I drove back home this morning and the welcoming committee buzzed me to remind me that the feeder was empty. So the first thing I did was to refill it, and there has been at least one hummingbird feeding whenever I look. There were two for a while who shared, but then it must have been the big daddy who came along and just his presence and body language caused the others to flee. Instead of quick sips they seem to be drinking long and deeply. I worry about what they will do when I leave, but I guess they will do whatever they did before I moved here.
In response to my question "When can I drive", the doctor said "Whenever you want to." I decided I wanted to this morning so I did. I loaded up the truck (making lots of little small trips) and drove the 5 miles home. I probably shouldn't have, but I'm stubborn and want to do things for myself. Now I think I will hang up the keys for at least a few days.
I still have blurry vision in my left eye, but am able to see a little more each time I check (by covering up the good eye).
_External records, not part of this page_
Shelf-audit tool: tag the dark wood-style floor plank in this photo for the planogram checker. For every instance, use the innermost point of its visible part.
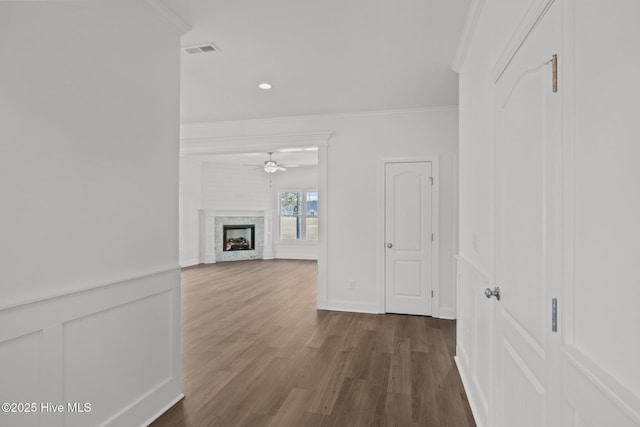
(256, 352)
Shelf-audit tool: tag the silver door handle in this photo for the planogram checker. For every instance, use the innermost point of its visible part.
(492, 293)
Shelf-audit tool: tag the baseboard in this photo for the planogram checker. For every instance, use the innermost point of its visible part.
(189, 262)
(447, 313)
(357, 307)
(296, 256)
(164, 409)
(468, 390)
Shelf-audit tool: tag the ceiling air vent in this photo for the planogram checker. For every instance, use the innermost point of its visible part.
(200, 48)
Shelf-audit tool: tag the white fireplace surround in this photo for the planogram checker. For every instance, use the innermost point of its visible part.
(207, 231)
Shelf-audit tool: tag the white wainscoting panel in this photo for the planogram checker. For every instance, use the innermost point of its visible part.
(592, 397)
(474, 338)
(115, 347)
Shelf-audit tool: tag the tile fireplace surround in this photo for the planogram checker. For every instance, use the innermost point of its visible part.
(211, 244)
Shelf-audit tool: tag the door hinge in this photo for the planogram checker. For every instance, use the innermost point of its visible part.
(554, 71)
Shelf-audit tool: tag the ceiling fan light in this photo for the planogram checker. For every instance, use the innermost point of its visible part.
(270, 166)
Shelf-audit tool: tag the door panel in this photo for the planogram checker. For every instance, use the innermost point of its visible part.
(527, 218)
(408, 232)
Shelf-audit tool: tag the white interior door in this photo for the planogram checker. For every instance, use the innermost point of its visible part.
(527, 233)
(408, 228)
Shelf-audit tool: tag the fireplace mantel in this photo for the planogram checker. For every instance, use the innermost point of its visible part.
(208, 231)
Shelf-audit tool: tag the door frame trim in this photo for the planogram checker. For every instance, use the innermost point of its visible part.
(435, 227)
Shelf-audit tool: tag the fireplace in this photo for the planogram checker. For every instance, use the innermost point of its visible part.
(239, 237)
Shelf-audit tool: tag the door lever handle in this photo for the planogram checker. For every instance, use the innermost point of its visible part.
(492, 293)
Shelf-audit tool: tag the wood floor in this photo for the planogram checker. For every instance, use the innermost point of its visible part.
(256, 352)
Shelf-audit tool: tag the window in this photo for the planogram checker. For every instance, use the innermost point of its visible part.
(298, 215)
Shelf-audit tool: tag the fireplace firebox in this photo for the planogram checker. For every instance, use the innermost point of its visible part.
(240, 237)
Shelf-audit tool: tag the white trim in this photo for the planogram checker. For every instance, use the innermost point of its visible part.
(534, 14)
(435, 228)
(163, 410)
(468, 31)
(255, 143)
(467, 384)
(47, 320)
(69, 292)
(447, 313)
(566, 69)
(602, 382)
(323, 226)
(353, 306)
(189, 262)
(170, 17)
(319, 116)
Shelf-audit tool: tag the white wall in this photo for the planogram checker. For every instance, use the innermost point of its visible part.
(359, 143)
(600, 207)
(89, 110)
(190, 203)
(227, 187)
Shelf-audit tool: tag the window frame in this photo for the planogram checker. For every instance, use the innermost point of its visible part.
(302, 214)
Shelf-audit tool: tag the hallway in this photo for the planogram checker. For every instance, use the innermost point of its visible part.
(256, 352)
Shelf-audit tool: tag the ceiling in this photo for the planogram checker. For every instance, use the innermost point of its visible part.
(298, 157)
(329, 56)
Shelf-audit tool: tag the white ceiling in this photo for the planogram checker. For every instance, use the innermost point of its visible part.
(300, 158)
(327, 56)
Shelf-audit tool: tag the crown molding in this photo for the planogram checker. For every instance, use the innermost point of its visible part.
(469, 29)
(248, 144)
(320, 116)
(169, 16)
(537, 9)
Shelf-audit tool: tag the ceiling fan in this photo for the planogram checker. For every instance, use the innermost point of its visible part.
(271, 166)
One thing that I am totally amazed at is the vibrant color - the intensity of color is simply fantastic, and unexpected.
I have been thinking a lot lately about folks who are organ donors, as well as blood donors. It is something you never quite appreciate until you are the recipient. In my case I think I am forever changed. The donor of my cornea (or the donor's family) made the decision to help a stranger if possible, without knowing the gender, nationality, cultural/ethnic group, religious views (or lack thereof) or race of that stranger. It is an act of unconditional love, and when you think about it, that is rarely found in people. Very few things are truly unconditional these days, and probably never were.
I also feel that the donor and I are bonded, physically and spiritually - it's a great feeling, sort of like I always have someone with me now. Someone that I will be eternally grateful to.